HORIZONTAL, VERTICAL AND DIAGONAL LINES
Line is capable of affecting how the viewers’ eye moves over the artwork. Long, short, thick, thin, straight, curved; line engages the eye and ultimately tells the viewer where to look. Line has the ability to create movement, encouraging the viewer to take a particular “route” as they look over design. Line can also evoke feeling for example; strong black vertical lines can give a sense of stability and structure, where as wavy curved lines may be felt as serene and calming.
ORGANIC AND GEOMETRIC SHAPES
In particular there are two types of shapes that are described in visual design. They are geometric shapes and organic shapes.
SPACE, DEPTH AND PERSPECTIVE
Space pertains to what is happening in the design around the previously mentioned shapes and lines. Space can be used to create dimension, depth and perspective.
VALUE OF COLOR
Value is an element of color that describes the tint and shade of the pigment.
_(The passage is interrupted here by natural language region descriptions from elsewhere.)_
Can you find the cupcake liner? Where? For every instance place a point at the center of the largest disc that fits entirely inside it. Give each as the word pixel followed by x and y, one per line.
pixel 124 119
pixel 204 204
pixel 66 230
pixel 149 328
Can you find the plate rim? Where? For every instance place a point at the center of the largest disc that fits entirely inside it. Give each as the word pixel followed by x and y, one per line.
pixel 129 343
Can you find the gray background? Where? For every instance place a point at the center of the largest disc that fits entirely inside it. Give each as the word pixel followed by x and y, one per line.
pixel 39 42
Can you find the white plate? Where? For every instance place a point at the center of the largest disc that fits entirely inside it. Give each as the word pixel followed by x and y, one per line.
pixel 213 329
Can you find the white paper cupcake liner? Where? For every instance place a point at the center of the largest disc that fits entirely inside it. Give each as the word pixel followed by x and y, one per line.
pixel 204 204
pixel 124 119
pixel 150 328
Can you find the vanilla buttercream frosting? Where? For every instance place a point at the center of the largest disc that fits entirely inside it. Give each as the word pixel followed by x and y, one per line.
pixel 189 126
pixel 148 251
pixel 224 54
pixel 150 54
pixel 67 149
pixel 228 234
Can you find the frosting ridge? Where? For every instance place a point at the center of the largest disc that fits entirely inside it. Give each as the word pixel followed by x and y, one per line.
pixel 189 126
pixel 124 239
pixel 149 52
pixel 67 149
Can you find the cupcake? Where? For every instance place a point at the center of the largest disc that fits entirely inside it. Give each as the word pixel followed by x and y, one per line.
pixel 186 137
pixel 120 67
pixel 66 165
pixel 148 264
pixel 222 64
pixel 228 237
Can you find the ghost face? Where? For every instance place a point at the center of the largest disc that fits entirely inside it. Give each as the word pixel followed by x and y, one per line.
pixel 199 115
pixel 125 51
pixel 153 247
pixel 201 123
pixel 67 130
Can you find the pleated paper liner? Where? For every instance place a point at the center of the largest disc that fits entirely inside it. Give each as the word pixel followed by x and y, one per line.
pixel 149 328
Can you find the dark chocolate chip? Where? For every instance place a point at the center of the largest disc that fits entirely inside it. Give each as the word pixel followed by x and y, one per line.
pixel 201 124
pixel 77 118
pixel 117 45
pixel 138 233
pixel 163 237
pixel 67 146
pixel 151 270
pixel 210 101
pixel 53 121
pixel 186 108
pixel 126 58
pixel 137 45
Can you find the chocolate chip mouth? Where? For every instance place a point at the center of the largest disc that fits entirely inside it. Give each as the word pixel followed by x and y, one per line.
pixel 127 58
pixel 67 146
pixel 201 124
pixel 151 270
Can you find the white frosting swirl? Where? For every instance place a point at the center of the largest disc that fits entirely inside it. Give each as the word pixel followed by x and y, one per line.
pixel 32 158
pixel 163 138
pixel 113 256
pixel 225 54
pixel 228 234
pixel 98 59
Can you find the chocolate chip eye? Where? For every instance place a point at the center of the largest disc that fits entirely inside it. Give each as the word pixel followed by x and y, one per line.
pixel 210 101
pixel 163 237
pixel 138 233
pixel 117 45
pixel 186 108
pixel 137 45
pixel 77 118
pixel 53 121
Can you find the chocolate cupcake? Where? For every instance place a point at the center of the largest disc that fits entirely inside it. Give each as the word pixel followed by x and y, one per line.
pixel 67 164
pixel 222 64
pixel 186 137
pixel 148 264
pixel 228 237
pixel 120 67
Colors that have been lightened with white are referred to as tints where as colors that have been darkened with black pigment are called shades. Designs that use only tints and shades of the one color throughout the entire artwork are referred to as monochromatic. Varying of the value within an artwork will also create contrast for the viewer.
Certain colors are commonly associated with particular moods and feelings ( Please read Meaning of Colors ). The way that designer or artist uses color will affect the temperament of a design and can potentially influence how the viewer feels. Whether a color is warm, cool or neutral can promote different frames of mind and impact the space in which it is displayed. Color is a significant component particularly when used in marketing and product design. Primary, secondary and tertiary colors combined in different ways creates visual impact and aims to captivate the intended audience. You can learn more about color theory in The Color Wheel page.
Texture pertains to the physical feel of an artwork. Texture can be achieved through the medium used (types of paint such as oil, acrylics or pastels) and also by the surface it is applied to whether it is canvas, paper, fabric or timber. It is important to remember that texture can be created in the tangible, physical sense; i.e. that the artwork literally feels rough or bumpy when touched. Texture can also be an illusion, giving the appearance of texture when in fact the surface is smooth.